PM wants Portugal to export renewable energy in the future

  • ECO News
  • 18 July 2022

For the prime minister, Europe's lack of investment in renewable energy is striking at a time when Russian gas supplies are at risk.

Prime minister António Costa argues that, considering the country’s water, solar and wind resources, and successive investments in renewable energy, Portugal has the capacity to produce the energy it consumes – and, in the future, export it to other countries.

“We don’t have natural gas, oil, or fossil fuels and so we import all that energy. But we have water resources, solar, wind, and we can be us to produce the energy that we consume, and one day produce energy to become exporters,” he said this Monday, during the inauguration of Iberdrola’s gigabattery in Tâmega, referring to this investment as the energy production capacity that Portugal may come to have. “This gigabattery allows us to produce energy and import 160,000 tonnes less oil than we would have to import to produce the same amount of energy,” he stressed.
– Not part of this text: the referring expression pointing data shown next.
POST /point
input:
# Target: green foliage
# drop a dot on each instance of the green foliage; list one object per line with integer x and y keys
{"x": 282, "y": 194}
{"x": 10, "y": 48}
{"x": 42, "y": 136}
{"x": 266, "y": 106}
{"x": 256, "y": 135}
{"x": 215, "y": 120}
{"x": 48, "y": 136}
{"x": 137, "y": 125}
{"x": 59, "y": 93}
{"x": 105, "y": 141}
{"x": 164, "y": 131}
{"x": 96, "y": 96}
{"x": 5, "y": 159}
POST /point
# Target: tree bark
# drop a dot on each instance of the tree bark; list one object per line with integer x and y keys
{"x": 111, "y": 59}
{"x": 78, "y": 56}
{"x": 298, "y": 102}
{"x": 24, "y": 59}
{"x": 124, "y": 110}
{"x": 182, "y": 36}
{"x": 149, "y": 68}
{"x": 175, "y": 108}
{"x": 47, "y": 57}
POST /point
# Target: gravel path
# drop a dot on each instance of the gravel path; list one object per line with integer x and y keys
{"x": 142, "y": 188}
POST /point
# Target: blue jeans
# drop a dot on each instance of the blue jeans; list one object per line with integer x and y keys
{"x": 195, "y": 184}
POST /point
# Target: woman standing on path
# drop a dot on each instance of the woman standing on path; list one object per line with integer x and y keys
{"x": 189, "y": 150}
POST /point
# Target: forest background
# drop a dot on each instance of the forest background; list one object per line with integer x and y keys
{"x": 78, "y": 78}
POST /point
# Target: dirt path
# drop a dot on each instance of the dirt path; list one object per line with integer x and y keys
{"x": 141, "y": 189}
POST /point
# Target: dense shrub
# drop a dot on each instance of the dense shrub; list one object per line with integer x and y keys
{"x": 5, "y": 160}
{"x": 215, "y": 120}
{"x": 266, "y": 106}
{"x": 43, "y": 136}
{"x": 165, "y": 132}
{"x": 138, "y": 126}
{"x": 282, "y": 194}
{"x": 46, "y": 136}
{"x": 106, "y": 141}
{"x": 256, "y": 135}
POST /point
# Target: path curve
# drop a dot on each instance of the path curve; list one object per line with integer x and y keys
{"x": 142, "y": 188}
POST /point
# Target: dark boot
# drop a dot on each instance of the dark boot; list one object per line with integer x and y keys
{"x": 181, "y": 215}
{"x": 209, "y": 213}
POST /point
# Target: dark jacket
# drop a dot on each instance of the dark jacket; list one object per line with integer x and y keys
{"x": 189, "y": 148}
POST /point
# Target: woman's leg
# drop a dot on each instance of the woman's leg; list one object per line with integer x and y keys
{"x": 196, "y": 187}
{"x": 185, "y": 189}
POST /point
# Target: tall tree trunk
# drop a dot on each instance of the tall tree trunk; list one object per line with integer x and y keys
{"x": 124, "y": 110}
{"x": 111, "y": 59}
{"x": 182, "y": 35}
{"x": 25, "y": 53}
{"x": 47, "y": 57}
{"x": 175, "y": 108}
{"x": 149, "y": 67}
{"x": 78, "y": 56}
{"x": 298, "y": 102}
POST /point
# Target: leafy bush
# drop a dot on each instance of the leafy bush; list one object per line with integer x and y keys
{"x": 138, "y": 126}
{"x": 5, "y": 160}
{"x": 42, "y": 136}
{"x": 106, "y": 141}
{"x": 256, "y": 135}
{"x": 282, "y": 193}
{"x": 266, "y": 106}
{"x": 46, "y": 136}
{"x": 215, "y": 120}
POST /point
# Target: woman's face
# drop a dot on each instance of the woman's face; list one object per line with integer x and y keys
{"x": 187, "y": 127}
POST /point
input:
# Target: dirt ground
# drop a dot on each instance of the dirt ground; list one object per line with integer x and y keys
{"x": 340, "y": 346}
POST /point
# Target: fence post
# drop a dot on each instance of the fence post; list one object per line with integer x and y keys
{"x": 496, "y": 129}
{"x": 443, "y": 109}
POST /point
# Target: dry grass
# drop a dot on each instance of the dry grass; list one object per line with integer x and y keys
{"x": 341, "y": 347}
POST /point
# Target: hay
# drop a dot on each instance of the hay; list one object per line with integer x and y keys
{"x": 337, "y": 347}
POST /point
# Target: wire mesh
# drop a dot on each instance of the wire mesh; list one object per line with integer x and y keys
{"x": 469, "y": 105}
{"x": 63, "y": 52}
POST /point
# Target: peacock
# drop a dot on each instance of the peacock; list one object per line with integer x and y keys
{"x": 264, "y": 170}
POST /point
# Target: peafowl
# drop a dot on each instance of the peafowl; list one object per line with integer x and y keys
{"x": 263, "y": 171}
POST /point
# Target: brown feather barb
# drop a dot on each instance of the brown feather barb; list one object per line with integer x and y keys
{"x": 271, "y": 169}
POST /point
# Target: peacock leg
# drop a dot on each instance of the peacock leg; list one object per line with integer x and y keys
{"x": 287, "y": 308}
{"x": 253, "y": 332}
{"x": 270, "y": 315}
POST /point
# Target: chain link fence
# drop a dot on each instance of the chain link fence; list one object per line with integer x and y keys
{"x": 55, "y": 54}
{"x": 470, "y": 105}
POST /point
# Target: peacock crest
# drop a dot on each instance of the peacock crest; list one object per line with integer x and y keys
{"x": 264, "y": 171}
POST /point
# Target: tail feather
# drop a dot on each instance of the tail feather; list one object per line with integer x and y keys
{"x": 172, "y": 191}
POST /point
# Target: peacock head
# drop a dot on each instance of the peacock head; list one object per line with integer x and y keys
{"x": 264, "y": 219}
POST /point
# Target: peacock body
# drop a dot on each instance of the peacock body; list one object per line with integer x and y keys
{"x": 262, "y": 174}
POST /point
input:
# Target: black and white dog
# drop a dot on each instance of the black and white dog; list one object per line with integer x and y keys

As well as oil, the 1.5 billion investment in the three dams and hydroelectric power plants of the Spanish energy company will produce energy equivalent to the Sines coal plant that was closed last year. Portugal “is free to produce energy based on coal,” he noted, adding that coal also had to be imported in order to produce energy from that source.

At the same time, Costa once again criticised some European countries for their lack of investment in renewable energy, demarcating himself from that reality by stressing that “Portugal is not dependent on Russia” for energy supply, a different reality from the European Union, which “depends a lot” on Moscow at a time when the supply of gas for next winter, through the Nord Stream gas pipeline, is at risk.